Each carefully chosen word is spoken with a suppressed inner rage, yet
she speaks calmly and eloquently with a raw power that reverberates long
afterwards, Angela Davis
– YouTube (8:44). “And you ask me
about violence?!” This moving sequence
is the heart and soul of the film, the picture of inner resolve and
strength. The other remarkable aspect is
the astute personal commentary of American historian Robin Kelly, filmmaker
Melvin Van Peebles, Abiodun Oyewole of The
Last Poets, the poet Sonia Sanchez, and the musicians Om’Mas Keith, Erykah
Badu, John Forté, Talib Kweli and Questlove.
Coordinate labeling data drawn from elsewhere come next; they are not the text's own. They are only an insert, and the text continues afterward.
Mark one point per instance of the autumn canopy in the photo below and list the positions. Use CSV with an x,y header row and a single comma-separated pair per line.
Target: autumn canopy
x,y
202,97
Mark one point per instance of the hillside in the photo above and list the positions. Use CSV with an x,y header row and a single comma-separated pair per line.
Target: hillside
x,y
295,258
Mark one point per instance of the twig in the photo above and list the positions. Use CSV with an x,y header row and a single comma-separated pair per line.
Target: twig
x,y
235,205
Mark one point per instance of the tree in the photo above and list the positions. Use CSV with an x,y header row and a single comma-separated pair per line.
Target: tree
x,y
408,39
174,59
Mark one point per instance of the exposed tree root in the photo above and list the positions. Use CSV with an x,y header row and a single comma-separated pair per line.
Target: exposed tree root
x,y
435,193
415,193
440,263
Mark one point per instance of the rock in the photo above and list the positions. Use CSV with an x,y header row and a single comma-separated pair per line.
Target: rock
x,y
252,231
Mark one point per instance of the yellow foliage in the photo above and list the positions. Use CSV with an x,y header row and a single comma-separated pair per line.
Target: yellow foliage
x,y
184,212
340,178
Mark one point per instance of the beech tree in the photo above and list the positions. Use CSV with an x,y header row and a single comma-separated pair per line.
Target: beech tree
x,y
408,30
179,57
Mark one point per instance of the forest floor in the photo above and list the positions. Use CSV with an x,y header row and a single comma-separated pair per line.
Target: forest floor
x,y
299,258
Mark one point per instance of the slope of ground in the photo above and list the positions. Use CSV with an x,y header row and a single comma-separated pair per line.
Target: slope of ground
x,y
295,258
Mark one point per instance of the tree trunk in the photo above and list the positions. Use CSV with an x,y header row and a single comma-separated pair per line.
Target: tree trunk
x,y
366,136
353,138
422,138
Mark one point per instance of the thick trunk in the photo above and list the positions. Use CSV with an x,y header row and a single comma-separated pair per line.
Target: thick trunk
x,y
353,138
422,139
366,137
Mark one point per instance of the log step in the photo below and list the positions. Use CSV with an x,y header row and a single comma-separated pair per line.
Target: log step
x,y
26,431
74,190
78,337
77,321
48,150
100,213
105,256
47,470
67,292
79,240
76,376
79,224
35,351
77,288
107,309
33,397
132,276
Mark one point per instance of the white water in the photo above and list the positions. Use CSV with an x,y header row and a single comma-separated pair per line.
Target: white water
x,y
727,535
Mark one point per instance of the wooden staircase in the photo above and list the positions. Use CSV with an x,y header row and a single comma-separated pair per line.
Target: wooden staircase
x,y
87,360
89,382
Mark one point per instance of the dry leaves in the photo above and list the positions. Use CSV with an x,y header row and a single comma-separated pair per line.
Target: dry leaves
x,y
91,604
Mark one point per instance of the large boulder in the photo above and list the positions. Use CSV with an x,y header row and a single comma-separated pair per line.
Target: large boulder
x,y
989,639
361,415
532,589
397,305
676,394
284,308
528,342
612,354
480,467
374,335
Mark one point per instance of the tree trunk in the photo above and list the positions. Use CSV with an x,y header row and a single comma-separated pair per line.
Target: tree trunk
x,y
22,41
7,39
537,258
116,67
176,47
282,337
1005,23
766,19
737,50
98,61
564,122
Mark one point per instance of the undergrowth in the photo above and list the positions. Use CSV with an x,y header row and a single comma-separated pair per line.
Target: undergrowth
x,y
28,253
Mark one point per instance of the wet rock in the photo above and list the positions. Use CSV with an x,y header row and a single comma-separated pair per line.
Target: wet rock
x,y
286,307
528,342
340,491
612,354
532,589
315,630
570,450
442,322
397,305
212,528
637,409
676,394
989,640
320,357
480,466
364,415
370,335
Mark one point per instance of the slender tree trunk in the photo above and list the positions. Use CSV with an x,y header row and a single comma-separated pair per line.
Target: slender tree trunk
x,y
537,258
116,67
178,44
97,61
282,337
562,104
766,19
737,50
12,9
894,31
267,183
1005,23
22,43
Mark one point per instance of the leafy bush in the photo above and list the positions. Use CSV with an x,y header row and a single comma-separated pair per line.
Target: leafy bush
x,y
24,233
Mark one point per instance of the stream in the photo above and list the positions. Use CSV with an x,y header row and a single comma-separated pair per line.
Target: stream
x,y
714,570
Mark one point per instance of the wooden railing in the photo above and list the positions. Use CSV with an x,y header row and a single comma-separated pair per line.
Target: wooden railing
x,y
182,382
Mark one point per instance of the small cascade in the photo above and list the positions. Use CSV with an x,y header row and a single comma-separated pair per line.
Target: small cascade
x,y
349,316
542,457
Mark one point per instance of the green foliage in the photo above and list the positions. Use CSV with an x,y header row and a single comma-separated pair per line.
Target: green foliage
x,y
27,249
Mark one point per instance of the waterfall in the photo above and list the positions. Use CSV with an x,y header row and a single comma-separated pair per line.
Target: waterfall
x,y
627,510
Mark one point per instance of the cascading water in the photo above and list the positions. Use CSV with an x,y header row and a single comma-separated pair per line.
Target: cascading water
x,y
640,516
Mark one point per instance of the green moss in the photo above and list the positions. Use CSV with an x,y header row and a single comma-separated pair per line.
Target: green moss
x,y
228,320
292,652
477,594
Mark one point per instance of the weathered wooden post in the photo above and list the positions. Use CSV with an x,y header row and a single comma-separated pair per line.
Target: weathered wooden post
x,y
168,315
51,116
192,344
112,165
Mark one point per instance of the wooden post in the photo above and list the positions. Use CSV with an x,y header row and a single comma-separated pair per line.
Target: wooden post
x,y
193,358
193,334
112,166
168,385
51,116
What’s remarkable about these choices is how the political landscape has
shifted from the radical hard core community activists to rappers and
performers in the music industry who today inspire cultural change. It was a remarkable decision to choose these
contemporary figures without ever showing their faces, who so easily identify
with these transforming historical moments, becoming a conversation linking the
past and the present. This film
premiered at Sundance in 2011, inspiring immediate acclaim for its wealth of
historical footage, where foreigners were allowed astonishing access that
Americans might not otherwise obtain, providing a universality about the
material, as racism doesn’t only exist in Oakland or America, but in all
corners of the globe. This film offers
insight into how to develop empathy and fully understand someone else’s plight,
which in itself is a major lesson in how to apply history, as it’s not always
as the history books suggest. Often oral
histories contain much more observational truth, as these experiences are
personalized, having been lived through and evaluated, offering a subjective
truth that has an objective reality about it.
For all practical purposes, that’s the essence of poetry.